Unable to find a free spot at the fast food restaurant, he parked up at a nearby Starbucks, where he and his girlfriend spent 16 minutes tucking into their meals.
It was only later when the 50-year-old received the £100 fine in the post that he realised such penalties 'were a thing'.
Highlighting the 16-minute window he was parked in the bay, the parking charge notice read: "This charge relates to the period of parking specified above, the charge having been brought to the attention of the driver by clear signage in and around the Site at the time of parking."
The letter he received told him that if he paid the fine within 14 days it would be reduced to £60 ($74), so he paid it to avoid the bigger charge.
Bob, from Bath, said: "We had only bought a £12 order from McDonald's and the car park was entirely full so we parked in Starbucks to eat, as there was plenty of space.
"It just feels like legalised theft, I haven't done anything wrong legally.
"I was baffled by it, we have just moved here and it's something you can't ignore as it only gets worse and increases the fee."
Bob subsequently posted the fine on social media, and other motorists said they had been burnt by the same thing.
"I shared it in the hope of making people aware and steer clear of the chain," Bob explained.
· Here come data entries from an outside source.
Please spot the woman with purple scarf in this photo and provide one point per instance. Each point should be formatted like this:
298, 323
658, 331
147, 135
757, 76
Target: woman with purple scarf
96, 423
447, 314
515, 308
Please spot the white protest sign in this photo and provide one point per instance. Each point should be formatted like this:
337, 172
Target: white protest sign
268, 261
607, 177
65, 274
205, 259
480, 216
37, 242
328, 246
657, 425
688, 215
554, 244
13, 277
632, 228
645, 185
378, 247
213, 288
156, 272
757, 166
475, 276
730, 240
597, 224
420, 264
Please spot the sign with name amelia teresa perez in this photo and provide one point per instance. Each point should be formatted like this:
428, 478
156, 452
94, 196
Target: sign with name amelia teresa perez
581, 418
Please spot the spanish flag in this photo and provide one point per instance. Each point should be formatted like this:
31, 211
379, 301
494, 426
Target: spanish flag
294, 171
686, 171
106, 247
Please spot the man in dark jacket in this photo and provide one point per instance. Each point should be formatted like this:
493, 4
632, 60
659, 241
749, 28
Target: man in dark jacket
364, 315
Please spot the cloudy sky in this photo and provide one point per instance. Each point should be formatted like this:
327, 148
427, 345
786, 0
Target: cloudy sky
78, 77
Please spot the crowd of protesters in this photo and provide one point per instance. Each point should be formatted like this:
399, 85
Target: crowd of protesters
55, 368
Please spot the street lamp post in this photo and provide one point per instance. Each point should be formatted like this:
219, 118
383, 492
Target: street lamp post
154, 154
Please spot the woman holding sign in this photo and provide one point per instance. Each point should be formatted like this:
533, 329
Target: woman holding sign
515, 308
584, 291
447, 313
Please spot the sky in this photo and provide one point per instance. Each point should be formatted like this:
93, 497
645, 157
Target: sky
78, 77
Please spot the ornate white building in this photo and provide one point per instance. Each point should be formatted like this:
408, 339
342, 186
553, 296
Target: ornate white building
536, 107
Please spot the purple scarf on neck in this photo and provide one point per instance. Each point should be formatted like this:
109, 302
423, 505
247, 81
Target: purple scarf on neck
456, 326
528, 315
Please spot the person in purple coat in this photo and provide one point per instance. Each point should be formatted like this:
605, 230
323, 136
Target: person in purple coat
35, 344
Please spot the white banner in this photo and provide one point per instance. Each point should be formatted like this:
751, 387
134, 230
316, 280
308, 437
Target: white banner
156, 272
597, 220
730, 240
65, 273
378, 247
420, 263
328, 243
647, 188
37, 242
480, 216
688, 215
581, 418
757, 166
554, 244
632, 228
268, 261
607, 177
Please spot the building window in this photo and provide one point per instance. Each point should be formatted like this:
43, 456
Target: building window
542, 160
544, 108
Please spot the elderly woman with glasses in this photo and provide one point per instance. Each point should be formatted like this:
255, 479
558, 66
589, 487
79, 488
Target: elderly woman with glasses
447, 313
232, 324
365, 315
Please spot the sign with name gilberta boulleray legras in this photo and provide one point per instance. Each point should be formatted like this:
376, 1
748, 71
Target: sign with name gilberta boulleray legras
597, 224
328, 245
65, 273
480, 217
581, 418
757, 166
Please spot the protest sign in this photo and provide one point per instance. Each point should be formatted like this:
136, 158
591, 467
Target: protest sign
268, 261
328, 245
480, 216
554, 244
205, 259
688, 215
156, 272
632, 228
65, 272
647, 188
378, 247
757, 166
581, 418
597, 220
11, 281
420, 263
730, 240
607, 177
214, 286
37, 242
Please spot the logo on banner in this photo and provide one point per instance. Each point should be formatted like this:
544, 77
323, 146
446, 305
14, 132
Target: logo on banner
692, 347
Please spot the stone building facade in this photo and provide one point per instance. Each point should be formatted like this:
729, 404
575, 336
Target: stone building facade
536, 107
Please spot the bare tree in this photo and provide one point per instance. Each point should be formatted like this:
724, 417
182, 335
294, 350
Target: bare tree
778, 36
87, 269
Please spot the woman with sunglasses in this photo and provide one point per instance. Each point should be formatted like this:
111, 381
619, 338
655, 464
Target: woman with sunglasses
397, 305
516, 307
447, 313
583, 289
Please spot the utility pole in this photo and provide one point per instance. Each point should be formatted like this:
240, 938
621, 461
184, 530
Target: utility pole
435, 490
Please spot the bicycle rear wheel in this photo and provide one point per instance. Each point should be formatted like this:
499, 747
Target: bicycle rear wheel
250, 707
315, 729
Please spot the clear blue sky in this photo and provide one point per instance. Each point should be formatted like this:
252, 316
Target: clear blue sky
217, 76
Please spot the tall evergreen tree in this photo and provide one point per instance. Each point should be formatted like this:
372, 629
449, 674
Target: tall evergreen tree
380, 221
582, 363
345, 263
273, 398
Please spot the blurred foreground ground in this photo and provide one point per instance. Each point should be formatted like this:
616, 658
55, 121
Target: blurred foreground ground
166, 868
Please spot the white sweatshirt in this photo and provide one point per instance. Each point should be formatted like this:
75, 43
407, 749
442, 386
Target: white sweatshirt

"We hadn't even left the car, the premise of a car park is to invite people in and it just feels like a con and I don't understand what they are trying to achieve and it doesn't look great for the chain to use a parking enforcement with such tactics."
Starbucks said the parking offence notice was the responsibility of National Parking Enforcement Ltd, but declined to comment further.
LADbible has contacted National Parking Enforcement Ltd for comment.